I send in several hundred lines of data and have it processed in over 20K different ways on Cuda. If the results match some rules I have then I want to save the results. The problem is I cannot create a linked list in Cuda(let me know if I can) and memory on my card is small so I was thinking of using zero copy to have Cuda write directly to the hosts memory. This solves my memory size issue but still doesn't give me a way to deal with unknown.
My intial idea was to figure out the max possible results and malloc a array of that size. The problem is it would be huge and most would not be used(800 lines of data * 20K possible outcomes = 16 Million items in a array..which is not likely).
Is there a better way to deal with variable size arrays in Cuda? I'm new to programming so ideally it would be something not too complex(although if it is I'm willing to learn it).
Heap memory allocation using malloc in kernel code is expensive operation (it forces CUDA driver initialize kernel with custom heap size and manage memory operations inside the kernel).
Generally, CUDA device memory allocation is the main bottleneck of program performance. The common practice is to allocate all needed memory at the beginning and reuse it as long as possible.
I think that you can create such buffer that is big enough and use it instead of memory allocations. In worst case you can wrap it to implement memory allocation from this buffer. In simple simple case you can keep last free cell in your array to write data into it next time.
Yes, the CUDA and all GPGPU stuff bottleneck is transfer from host to device and back.
But in kernels, use always everything known size.
Kernel must not do malloc... it is very very weird from the concept of the platform.
Even if you have 'for' - loop in CUDA kernel, think 20 times about is your approach optimal, you must be doing realy complex algorithm. Is it really necessary on the parallel platform ?
You would not believe what problems could come if you don't )))
Use buffered approach. You determine some buffer size, what is more dependent of CUDA requirements( read -> hardware), then of your array. You call a kernel in the loop and upload, process and retrieve data from there.
Ones, your array of data will be finished and last buffer will be not full.
You can pass the size of each buffer as single value (pointer to an int for example), what each thread will compare to its thread id, to determine do it if it is possible to get some value or it would be out of bounds.
Only the last block will have divergence.
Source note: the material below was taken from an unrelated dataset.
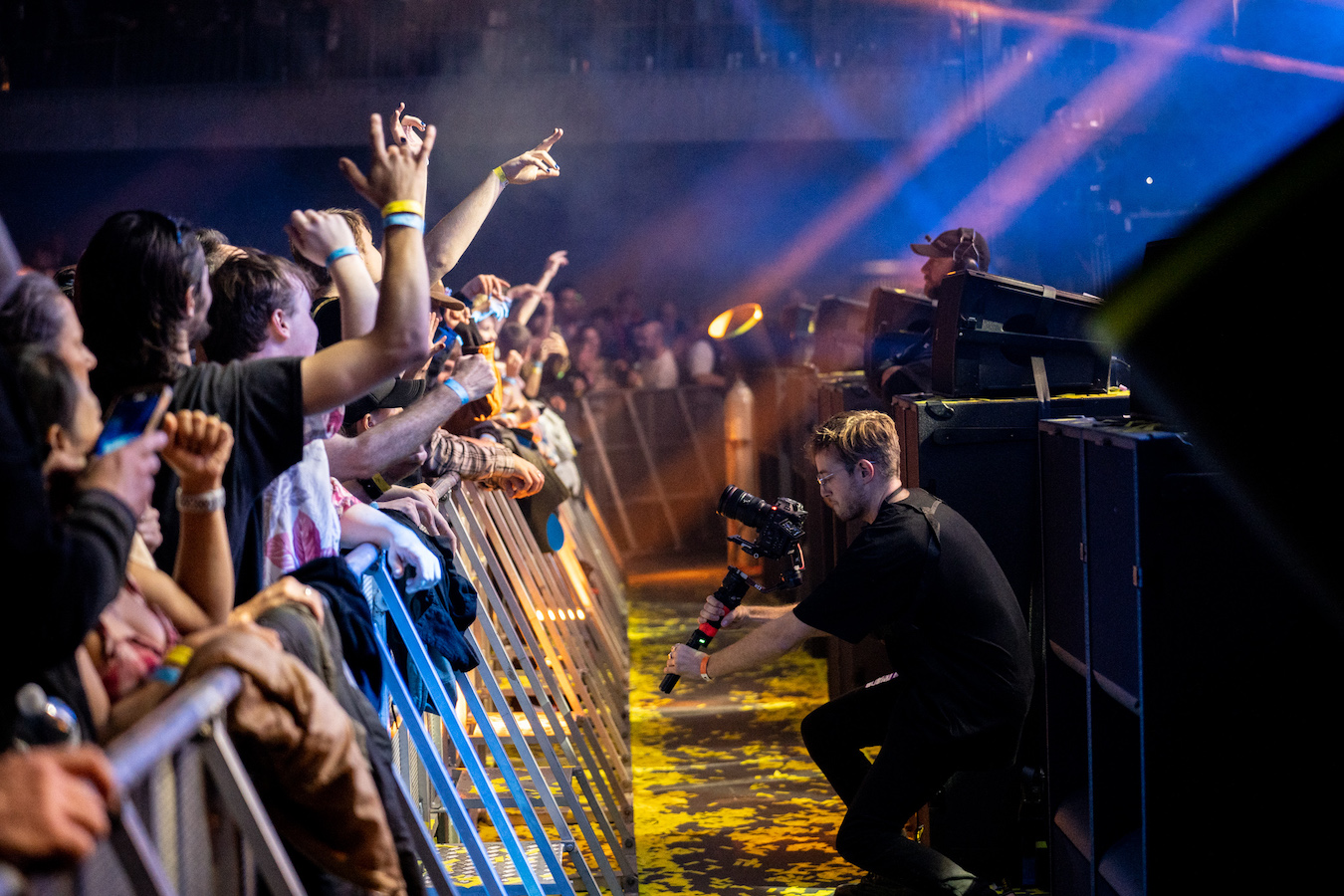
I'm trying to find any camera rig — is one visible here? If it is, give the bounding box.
[659,485,807,693]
Here is an useful link: https://devblogs.nvidia.com/parallelforall/using-shared-memory-cuda-cc/
You can do in your kernel function something like this, using shared memory:
__global__ void dynamicReverse(int *d, int n)
{
extern __shared__ int s[];
.....
}
and when you call the kernel function on host, having third parameter the shared memory size, precisely n*sizeof(int):
dynamicReverse<<<1,n,n*sizeof(int)>>>(d_d, n);
Also, it's a best practice to split a huge kernel function, if possible, in more kernel functions, having less code and are easier to execute.